Sur mon carnet j’ai écrit « Cette fois-ci il faudra aller jusqu’au fond de mon désespoir. » C’est le luxe que je peux me permettre, une unique occasion de chute comme j’aurais eu une unique matinée de printemps, parce que je suis prêt, que rien ne me retient, que je veux juste aimer la vérité plus que la foi. Attendre le plus noir de la nuit et puis plus rien, laisser les frimas de l’hiver me cerner jusqu’au frisson, ne pas comprendre quand on me parle dans la langue d’ici, ne rien pouvoir dire, être entouré de visages fermés, résignés, écouter sans frémir les sirènes de l’alerte aérienne. Rester là jusqu’au silence, sans plus de perspective, sans plus de rêve, sans plus d’élan. M’avancer vers le dénuement, l’instant immobile où plus rien ne se passe. Me tenir sans bouger près du bord du monde et sentir ce monde s’effondrer. Il y a là tant de douleurs, tant de désarrois, tant de larmes que je n’en ai plus pour moi. L’Ange m’a dit simplement « Tu veux voir des destins brisés ? Viens à Zaporijia. » Je ne suis pas allé, mais je crois que lorsque les Anges deviennent visibles, c’est qu’on est au soir de tout. Je m’étonne de ne pas être brûlé par le froid, d’être toujours là, alors pourtant que c’est maintenant que mon coeur devrait s’arrêter.

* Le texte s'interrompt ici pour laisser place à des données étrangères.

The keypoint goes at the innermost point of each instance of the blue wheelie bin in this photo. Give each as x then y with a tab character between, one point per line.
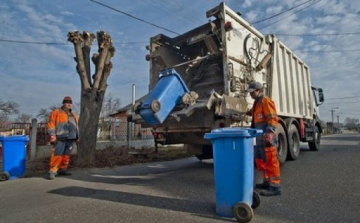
163	98
234	172
14	156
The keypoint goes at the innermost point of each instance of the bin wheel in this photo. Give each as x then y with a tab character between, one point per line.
243	212
155	105
4	176
256	200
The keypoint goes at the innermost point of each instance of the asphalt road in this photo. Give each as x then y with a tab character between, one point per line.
321	186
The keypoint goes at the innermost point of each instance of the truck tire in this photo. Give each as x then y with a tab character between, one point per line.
294	143
282	146
315	144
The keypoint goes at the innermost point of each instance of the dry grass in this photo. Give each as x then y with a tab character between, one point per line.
117	156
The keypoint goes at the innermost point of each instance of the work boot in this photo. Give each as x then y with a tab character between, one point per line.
51	175
264	185
64	173
271	191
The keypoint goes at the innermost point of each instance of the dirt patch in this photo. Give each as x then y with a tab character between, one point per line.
117	156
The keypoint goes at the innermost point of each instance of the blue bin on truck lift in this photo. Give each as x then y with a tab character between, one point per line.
14	155
234	172
163	98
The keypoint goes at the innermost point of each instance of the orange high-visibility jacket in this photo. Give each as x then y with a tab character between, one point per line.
264	114
58	123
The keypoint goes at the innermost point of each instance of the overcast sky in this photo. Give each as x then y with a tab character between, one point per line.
39	75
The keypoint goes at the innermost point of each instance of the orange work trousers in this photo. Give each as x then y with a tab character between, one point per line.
270	166
60	155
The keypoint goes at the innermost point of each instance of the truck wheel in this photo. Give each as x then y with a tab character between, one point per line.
315	144
294	143
243	212
282	144
256	200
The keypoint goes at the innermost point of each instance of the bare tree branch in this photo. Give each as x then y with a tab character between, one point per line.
78	40
88	40
104	42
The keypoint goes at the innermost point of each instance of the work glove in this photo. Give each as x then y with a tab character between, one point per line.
52	138
269	138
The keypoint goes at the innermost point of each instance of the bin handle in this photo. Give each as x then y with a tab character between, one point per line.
255	132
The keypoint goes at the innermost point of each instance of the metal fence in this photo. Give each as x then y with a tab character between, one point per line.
112	130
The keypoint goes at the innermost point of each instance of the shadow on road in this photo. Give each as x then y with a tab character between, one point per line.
198	208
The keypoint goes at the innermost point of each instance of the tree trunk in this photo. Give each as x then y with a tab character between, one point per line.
92	96
91	103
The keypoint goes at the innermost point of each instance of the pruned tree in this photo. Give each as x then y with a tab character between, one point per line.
23	118
93	88
7	108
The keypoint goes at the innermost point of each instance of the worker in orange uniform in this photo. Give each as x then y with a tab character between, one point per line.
264	117
63	132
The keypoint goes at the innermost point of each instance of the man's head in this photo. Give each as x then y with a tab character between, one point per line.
255	89
67	102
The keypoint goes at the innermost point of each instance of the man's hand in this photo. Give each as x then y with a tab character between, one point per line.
52	138
269	139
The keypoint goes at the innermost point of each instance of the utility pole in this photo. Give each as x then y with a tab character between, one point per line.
332	114
332	117
338	120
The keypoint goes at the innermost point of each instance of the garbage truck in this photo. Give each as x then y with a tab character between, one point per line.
213	64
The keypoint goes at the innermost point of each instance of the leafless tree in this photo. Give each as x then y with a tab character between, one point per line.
93	88
24	118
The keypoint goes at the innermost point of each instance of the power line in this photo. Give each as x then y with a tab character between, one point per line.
273	16
344	102
342	98
32	42
327	50
131	16
289	15
58	43
323	34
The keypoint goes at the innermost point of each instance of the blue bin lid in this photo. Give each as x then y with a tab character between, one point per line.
233	132
172	71
14	138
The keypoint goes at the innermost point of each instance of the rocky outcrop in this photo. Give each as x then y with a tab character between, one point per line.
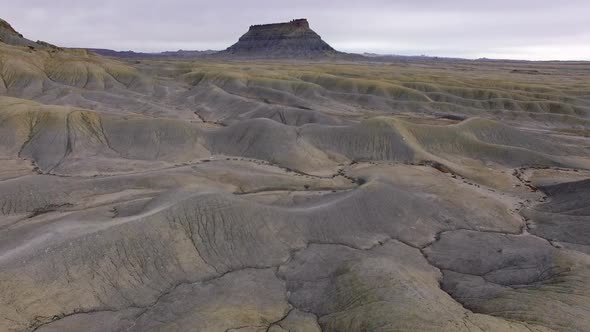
292	39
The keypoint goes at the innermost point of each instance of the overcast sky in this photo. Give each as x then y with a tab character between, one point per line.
516	29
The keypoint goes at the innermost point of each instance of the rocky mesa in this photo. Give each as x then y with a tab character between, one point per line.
291	39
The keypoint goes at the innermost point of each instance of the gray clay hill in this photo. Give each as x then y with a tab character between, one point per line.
291	195
291	39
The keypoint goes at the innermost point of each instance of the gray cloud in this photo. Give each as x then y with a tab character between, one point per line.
528	29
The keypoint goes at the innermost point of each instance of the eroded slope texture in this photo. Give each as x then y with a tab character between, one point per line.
292	196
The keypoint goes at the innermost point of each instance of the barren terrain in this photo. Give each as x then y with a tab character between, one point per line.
292	195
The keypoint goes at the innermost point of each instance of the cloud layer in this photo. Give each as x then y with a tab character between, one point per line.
517	29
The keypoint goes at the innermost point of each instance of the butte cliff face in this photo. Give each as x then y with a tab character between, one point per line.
292	39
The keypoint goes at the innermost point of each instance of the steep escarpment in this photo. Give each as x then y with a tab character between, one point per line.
292	39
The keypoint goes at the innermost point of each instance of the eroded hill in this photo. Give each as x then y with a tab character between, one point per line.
284	195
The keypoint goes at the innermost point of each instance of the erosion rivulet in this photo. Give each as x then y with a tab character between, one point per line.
290	195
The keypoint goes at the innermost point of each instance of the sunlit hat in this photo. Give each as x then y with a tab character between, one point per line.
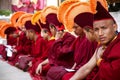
6	29
29	26
36	17
80	13
63	8
16	16
46	11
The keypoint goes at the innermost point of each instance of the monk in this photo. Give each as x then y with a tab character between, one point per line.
85	44
11	37
107	56
46	34
38	45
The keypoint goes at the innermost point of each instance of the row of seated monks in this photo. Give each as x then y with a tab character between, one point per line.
76	41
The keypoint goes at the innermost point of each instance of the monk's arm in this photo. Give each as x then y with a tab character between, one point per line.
85	70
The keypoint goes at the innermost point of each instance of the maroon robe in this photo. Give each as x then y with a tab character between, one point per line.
109	68
42	58
83	51
60	57
11	41
38	48
3	52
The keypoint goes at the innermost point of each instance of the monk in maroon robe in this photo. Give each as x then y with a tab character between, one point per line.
107	56
46	30
38	45
85	44
23	47
11	39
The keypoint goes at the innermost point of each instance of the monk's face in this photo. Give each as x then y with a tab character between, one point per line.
29	34
77	29
105	30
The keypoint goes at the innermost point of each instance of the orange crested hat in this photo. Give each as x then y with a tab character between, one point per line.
16	16
47	10
102	13
80	13
6	29
63	7
22	20
36	17
102	2
2	22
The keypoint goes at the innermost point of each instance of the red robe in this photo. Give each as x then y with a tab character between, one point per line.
42	58
23	47
38	48
109	68
60	57
83	51
12	42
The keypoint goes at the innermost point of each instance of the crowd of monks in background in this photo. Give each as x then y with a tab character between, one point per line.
62	43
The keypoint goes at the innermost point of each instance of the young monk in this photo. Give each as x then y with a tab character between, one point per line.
107	56
10	31
85	44
38	45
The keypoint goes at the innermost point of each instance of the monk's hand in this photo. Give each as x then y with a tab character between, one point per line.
30	63
99	52
39	69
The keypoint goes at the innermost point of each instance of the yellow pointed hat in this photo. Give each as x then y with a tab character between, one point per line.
36	17
63	8
3	28
22	20
47	10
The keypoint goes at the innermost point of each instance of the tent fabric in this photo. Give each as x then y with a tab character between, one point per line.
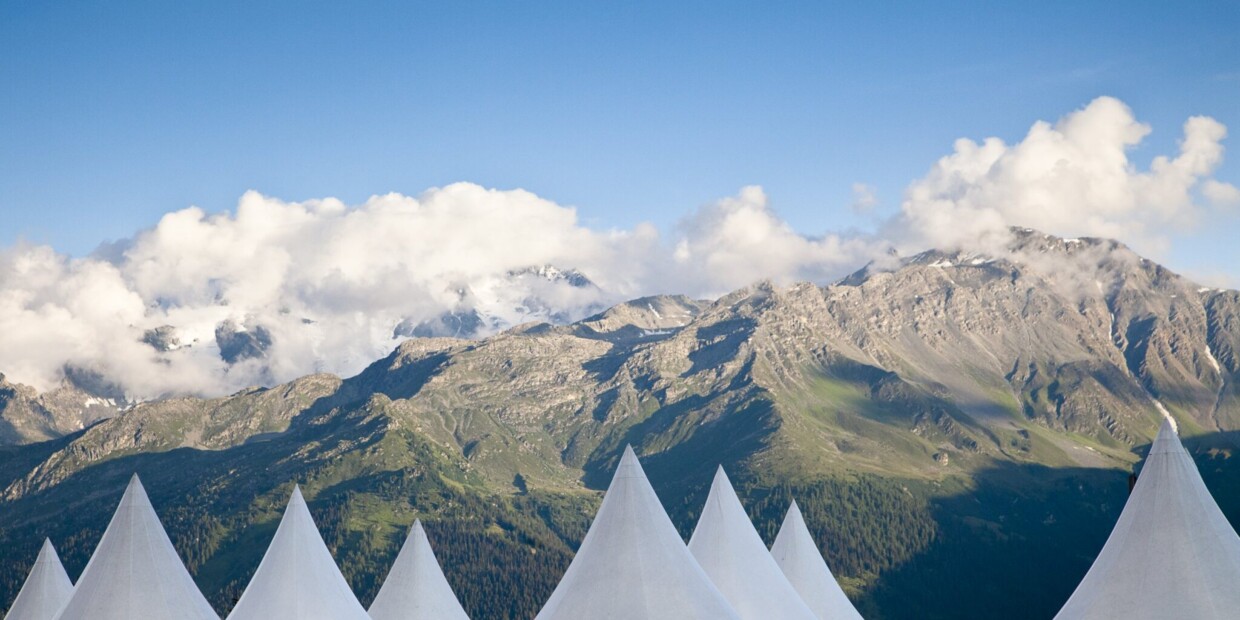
805	568
416	588
46	589
633	564
1172	552
729	549
135	571
298	579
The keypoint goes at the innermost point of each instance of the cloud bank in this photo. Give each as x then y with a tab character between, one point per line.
212	303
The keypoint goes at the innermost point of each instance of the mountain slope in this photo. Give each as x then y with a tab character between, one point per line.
945	409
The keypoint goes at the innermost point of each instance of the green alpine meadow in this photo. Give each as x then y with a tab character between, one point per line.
959	430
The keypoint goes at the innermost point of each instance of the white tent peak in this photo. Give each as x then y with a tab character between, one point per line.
729	549
1167	440
416	588
46	589
298	579
802	564
629	465
633	563
135	572
1172	552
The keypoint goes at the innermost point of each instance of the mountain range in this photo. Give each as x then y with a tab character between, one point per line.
956	427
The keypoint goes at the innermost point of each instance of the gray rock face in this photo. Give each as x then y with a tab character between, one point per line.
237	342
944	357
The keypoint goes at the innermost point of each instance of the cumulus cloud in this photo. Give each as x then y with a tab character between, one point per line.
273	290
1220	194
1070	177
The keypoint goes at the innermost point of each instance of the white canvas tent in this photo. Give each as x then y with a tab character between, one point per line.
633	564
135	571
1172	553
735	558
416	588
804	567
46	589
298	579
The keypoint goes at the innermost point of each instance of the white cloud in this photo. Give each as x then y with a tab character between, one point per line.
1220	194
330	287
1071	177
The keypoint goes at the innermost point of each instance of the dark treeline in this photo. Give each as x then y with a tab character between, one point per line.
1012	543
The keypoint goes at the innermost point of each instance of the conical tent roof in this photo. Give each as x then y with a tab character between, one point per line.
804	567
298	579
46	589
1172	553
735	558
135	571
416	588
633	564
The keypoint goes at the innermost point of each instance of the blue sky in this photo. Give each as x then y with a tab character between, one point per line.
114	113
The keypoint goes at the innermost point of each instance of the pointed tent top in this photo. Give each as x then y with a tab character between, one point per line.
135	572
135	494
298	579
1167	439
46	589
1172	552
629	465
633	563
802	564
416	588
735	558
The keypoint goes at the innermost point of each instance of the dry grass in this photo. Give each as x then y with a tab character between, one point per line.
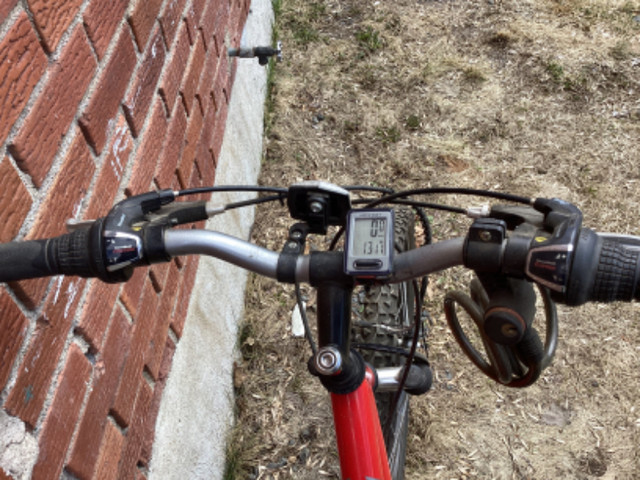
536	98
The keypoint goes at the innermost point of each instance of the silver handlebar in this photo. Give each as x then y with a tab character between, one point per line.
407	265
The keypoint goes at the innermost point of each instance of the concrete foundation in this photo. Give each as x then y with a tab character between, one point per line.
197	406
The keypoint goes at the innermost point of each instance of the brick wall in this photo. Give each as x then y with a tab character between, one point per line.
98	100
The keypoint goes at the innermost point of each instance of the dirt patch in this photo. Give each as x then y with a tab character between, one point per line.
535	98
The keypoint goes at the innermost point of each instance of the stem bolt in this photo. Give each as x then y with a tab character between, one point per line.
328	361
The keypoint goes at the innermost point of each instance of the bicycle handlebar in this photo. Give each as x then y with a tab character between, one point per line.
577	264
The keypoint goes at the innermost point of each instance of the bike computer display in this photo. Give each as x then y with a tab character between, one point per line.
369	242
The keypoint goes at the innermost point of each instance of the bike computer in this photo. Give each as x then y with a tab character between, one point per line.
369	243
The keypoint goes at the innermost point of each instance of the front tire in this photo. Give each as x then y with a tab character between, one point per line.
384	316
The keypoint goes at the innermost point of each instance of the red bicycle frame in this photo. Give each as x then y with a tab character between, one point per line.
361	449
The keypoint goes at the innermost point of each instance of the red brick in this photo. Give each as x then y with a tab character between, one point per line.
158	275
184	294
193	17
135	434
35	373
97	310
174	71
207	24
218	133
154	408
15	201
41	135
62	417
22	63
173	148
194	129
5	7
221	84
138	100
110	451
143	19
149	152
110	90
204	156
164	315
205	85
132	378
86	450
192	76
63	201
13	325
101	20
170	19
132	290
52	21
220	25
113	167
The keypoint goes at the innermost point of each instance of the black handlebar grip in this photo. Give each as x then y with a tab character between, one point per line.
64	255
71	254
605	269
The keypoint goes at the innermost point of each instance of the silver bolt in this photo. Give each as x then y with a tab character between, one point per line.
485	235
316	207
328	361
509	331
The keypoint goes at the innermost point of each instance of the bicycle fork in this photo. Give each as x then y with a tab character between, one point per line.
361	447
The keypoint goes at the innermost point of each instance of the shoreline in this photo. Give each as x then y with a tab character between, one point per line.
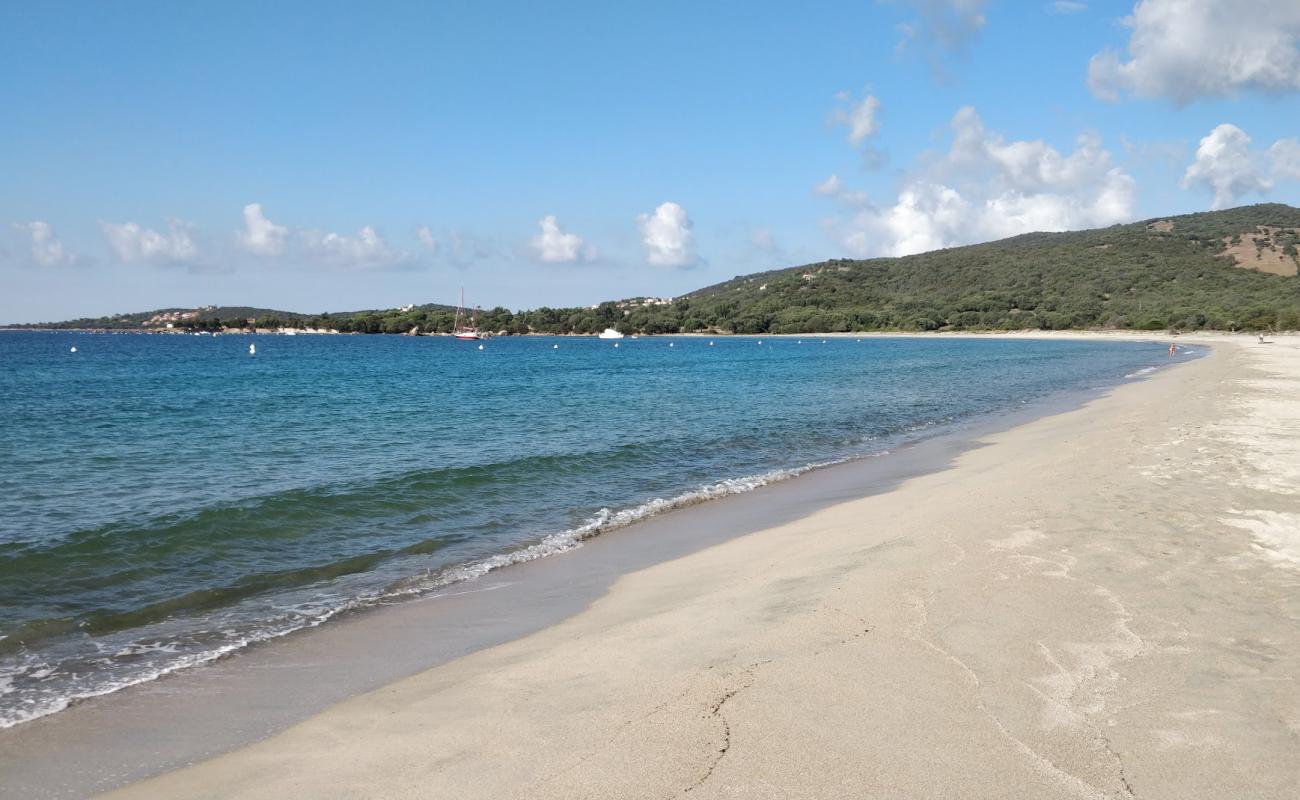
1100	602
90	726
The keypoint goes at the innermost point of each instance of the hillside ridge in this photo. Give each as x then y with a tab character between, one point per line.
1218	269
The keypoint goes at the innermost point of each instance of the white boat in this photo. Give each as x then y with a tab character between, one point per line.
460	329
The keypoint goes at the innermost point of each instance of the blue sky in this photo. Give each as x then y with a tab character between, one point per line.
323	156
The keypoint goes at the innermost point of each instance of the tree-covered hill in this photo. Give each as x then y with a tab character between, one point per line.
1222	269
1170	272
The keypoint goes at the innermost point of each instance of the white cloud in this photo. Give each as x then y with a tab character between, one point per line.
986	187
260	236
833	187
365	250
427	240
666	236
1067	7
1226	164
858	116
133	242
1184	50
554	246
1229	165
46	247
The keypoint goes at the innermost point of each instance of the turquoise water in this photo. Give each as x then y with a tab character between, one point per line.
169	498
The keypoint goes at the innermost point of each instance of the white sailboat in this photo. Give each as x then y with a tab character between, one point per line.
466	331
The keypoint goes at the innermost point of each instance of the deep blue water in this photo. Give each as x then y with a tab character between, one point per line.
169	498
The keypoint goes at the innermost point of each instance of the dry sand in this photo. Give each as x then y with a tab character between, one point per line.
1099	604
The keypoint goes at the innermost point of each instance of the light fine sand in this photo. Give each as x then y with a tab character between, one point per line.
1099	604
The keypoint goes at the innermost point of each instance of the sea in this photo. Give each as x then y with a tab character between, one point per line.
170	500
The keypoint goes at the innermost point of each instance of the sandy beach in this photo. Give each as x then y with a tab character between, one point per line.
1099	604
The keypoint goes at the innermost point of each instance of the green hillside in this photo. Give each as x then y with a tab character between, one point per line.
1170	272
1223	269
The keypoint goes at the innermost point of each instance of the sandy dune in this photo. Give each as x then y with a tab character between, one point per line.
1099	604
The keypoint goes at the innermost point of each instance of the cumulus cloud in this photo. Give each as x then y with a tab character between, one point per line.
260	236
135	243
365	250
427	240
1184	50
667	236
987	187
1226	164
1229	165
46	247
554	246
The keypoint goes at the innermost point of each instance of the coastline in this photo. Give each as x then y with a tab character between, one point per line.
198	713
1099	602
781	505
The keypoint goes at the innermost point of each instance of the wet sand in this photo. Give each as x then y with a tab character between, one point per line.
1103	602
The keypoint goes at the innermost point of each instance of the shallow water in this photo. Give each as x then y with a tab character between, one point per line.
169	498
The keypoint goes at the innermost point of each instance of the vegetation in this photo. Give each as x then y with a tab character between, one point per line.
1152	275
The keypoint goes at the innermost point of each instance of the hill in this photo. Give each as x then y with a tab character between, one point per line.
1223	269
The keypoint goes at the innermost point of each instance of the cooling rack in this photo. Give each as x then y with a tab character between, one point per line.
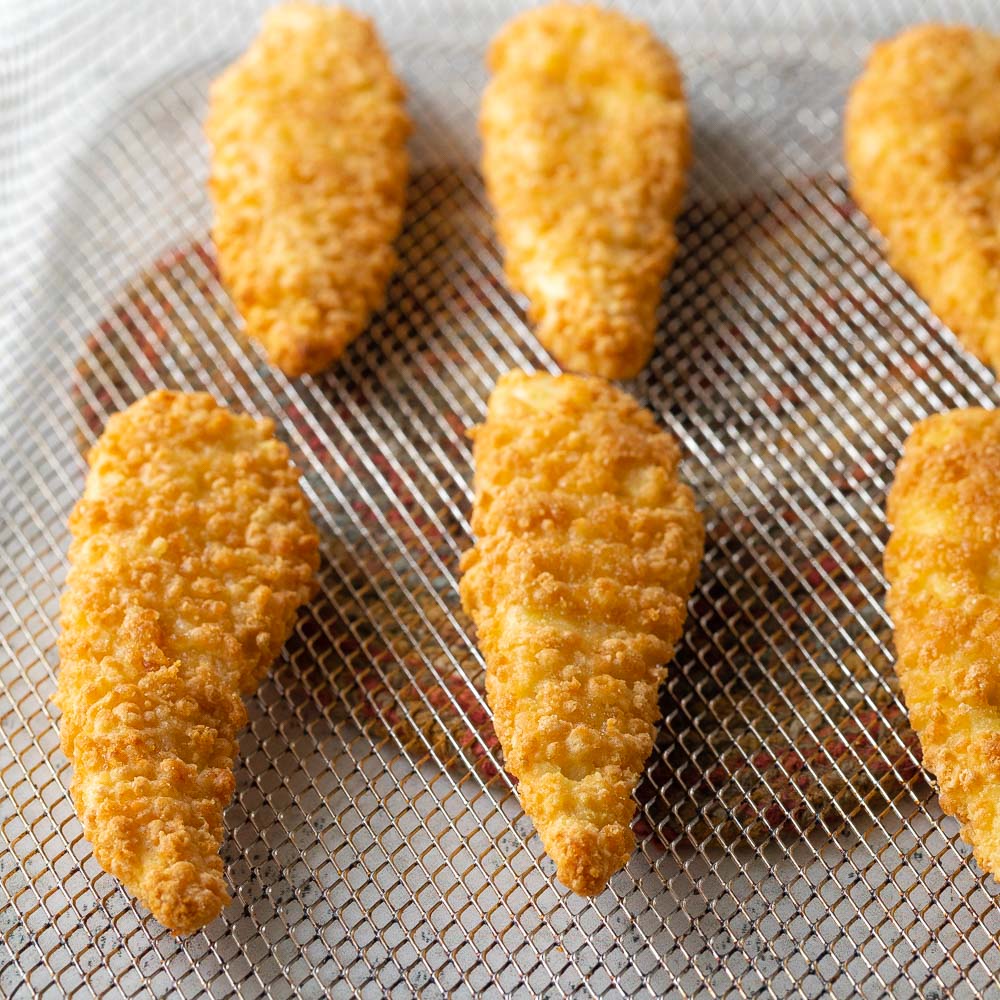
789	843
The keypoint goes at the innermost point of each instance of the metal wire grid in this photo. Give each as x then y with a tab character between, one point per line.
788	842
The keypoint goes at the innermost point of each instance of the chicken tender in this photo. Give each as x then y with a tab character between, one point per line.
585	146
587	549
943	567
309	167
192	549
923	153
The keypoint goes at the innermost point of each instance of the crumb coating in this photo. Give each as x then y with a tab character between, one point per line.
192	548
308	177
923	153
585	147
587	549
943	567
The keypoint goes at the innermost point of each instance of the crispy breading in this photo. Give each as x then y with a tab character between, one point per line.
585	147
309	167
192	549
922	138
943	566
587	549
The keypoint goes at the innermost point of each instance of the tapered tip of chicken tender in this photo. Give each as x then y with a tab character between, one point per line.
943	566
587	547
191	550
585	147
922	136
309	167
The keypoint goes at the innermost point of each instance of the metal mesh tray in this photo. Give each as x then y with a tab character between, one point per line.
789	843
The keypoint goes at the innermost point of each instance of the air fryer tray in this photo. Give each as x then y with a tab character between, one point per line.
788	841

Ces jours-ci, la trame des événements m’avait paru se déformer, contredisant la distribution aléatoire de ces derniers. Peut-être étais-je désespérément livré au hasard et n’aurais-je dû voir là qu’une errance de mon esprit, peut-être y avait-il autre chose. Cette scène je l’avais rêvée, un peu différente, en un autre lieu, avec d’autres acteurs, mais c’était bien la même.
De Maïdan Nezalejnosti je redescendais par les escalier qui mènent à la station de Khreschatyk, alors presque déserte. Ils étaient là, au milieu de l’allée centrale, entre les deux rangées d’arches massifs et bas qui donnent accès aux quais. Incrédule, j’ai ralenti jusqu’à presque m’arrêter. Revêtue d’une jupe de laine sous laquelle elle avait enfilé des bas épais, un bonnet tricoté sur des cheveux mi-longs, lui faisant face, elle le tenait par le bas des manches de sa parka pour lui parler d’un air doux. On sentait bien qu’à cet instant il n’y avait plus pour l’un que l’autre qui existait au monde. Singulière manière de s’arrimer à lui, les bras tendus, suffisamment lointaine pour démentir une immédiate intimité, assez proche pour dire tout son transport, toute son envie de ne pas le laisser repartir. Exactement comme je l’avais imaginé.
Dans cet entre-deux qui est à la foi l’endroit le plus inconfortable du monde et le plus intense.
Tentant de me faire invisible, je me suis glissé de l’autre côté du pilier, auquel je me suis adossé. Je leur souriais.